Psychologie

Certaines personnes prennent régulièrement rendez-vous chez leur médecin généraliste, sans réelle urgence, ni maladie chronique avérée. Une douleur légère, une inquiétude floue, un inconfort passager peuvent suffire à initier la démarche. Ce qui motive la visite dépasse souvent la plainte médicale. Il s’agit moins de soigner un symptôme que de maintenir un lien, de retrouver une figure rassurante dans un monde perçu comme incertain. Derrière cette fidélité apparente se cache parfois une peur plus archaïque : celle d’être oublié, de ne plus exister dans le regard de l’autre.

La répétition comme tentative de continuité

Dans un environnement affectif instable ou dans des parcours marqués par la discontinuité, la consultation régulière prend une valeur symbolique. Le cabinet devient un repère. Revenir, c’est préserver une trace, confirmer que quelqu’un vous reconnaît encore. Il n’est pas rare que ces consultations correspondent à des dates-clés, à des moments de vulnérabilité saisonnière ou de solitude accrue. Le symptôme médical devient alors l’argument acceptable pour accéder à une relation sécurisante, sans devoir en assumer consciemment la dimension affective.

L’exemple de Julien, 35 ans, et son besoin de réassurance

Julien consulte son médecin tous les deux mois, parfois plus. Il évoque des douleurs gastriques, des troubles du sommeil, des épisodes de fatigue. Chaque consultation se conclut sur un échange rapide, une ordonnance modérée, mais Julien repart soulagé. Il explique que ces rendez-vous l’aident à “se recentrer”. En explorant son histoire, il apparaît qu’il a connu une enfance instable, avec des figures parentales changeantes et peu contenantes. Pour lui, le médecin représente la constance. Ce n’est pas tant le soin qui le soutient, que la présence assurée d’une personne fiable, régulièrement disponible.

Le médecin comme témoin stable de l’existence

La fonction du généraliste dépasse ici celle du soignant. Il devient le dépositaire d’un fragment d’identité, un témoin discret de l’évolution de la personne. Pour certains patients, cette stabilité relationnelle a plus de valeur que les réponses médicales. Elle garantit une forme de continuité symbolique. Dans une société où les liens s’effilochent et les repères se déplacent, la régularité du rendez-vous médical devient une manière de s’inscrire quelque part, de se faire trace dans la mémoire d’un autre.

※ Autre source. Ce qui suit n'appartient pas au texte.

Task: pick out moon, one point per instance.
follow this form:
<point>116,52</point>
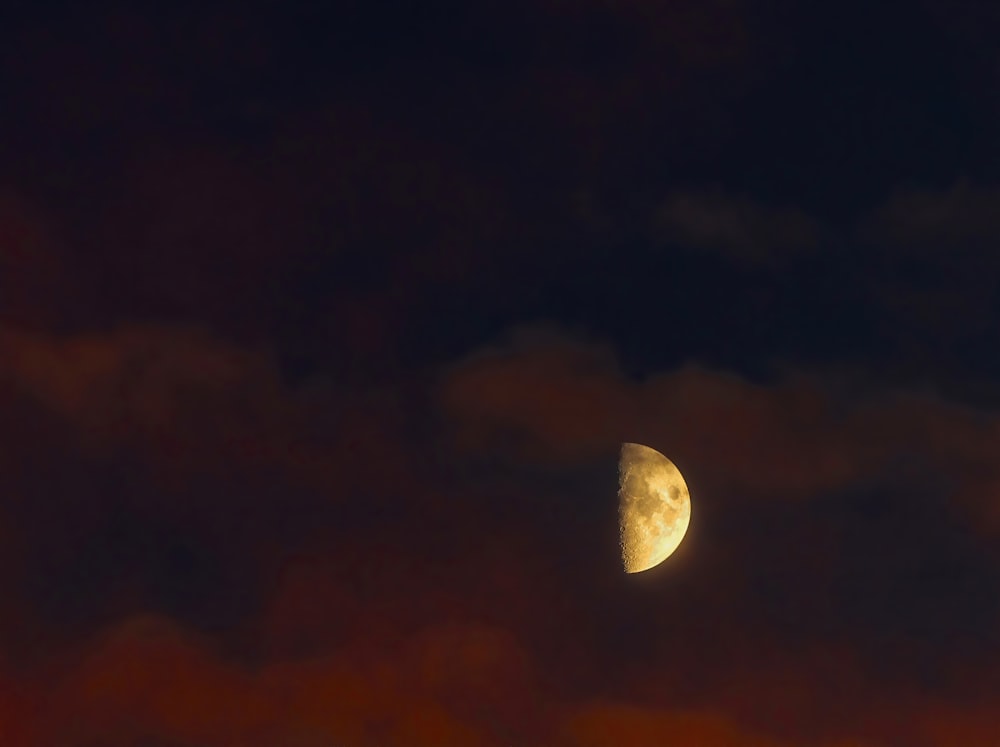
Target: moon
<point>654,507</point>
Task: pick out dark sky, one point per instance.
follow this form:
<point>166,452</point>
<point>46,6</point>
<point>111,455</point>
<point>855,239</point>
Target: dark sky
<point>321,325</point>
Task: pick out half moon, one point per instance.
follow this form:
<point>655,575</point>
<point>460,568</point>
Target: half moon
<point>654,507</point>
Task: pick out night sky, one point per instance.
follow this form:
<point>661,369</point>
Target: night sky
<point>321,325</point>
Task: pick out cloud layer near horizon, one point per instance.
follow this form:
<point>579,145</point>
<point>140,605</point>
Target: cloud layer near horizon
<point>209,557</point>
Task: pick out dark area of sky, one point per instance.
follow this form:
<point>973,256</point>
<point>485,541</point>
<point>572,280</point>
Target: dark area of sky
<point>320,324</point>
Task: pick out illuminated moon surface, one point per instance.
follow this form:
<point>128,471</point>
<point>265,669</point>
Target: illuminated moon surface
<point>654,507</point>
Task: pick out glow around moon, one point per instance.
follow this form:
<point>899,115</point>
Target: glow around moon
<point>654,507</point>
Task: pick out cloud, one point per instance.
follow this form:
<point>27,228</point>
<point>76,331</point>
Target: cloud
<point>736,228</point>
<point>433,567</point>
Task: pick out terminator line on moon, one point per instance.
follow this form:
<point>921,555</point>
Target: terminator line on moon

Une demande relationnelle sous couvert de symptôme

Cette dynamique est souvent inconsciente. Le patient ne “feint” pas, il ne manipule pas. Il investit un espace médical pour contenir une inquiétude plus vaste, plus diffuse, qui ne trouve pas d’autre lieu pour se dire. Ce que l’on prend pour une dépendance médicale peut relever d’un besoin fondamental de reconnaissance. Certains symptômes n’en sont pas vraiment : ce sont des appels. Et tant que la société n’offre pas d’espace clair pour exprimer ce type de besoin, le cabinet médical reste un abri symbolique.

De la plainte à la place

Accueillir ce mouvement ne signifie pas le renforcer indéfiniment. Mais entendre que la fidélité du patient est aussi une demande d’ancrage peut changer le regard que l’on porte sur la répétition. Le symptôme devient secondaire face à ce qui se joue dans l’adresse. Être vu régulièrement, même brièvement, même silencieusement, suffit parfois à éviter la décompensation. Le médecin devient alors moins un soignant qu’un témoin, une figure discrète qui maintient le sujet dans une place stable. Et cela aussi, c’est une forme de soin.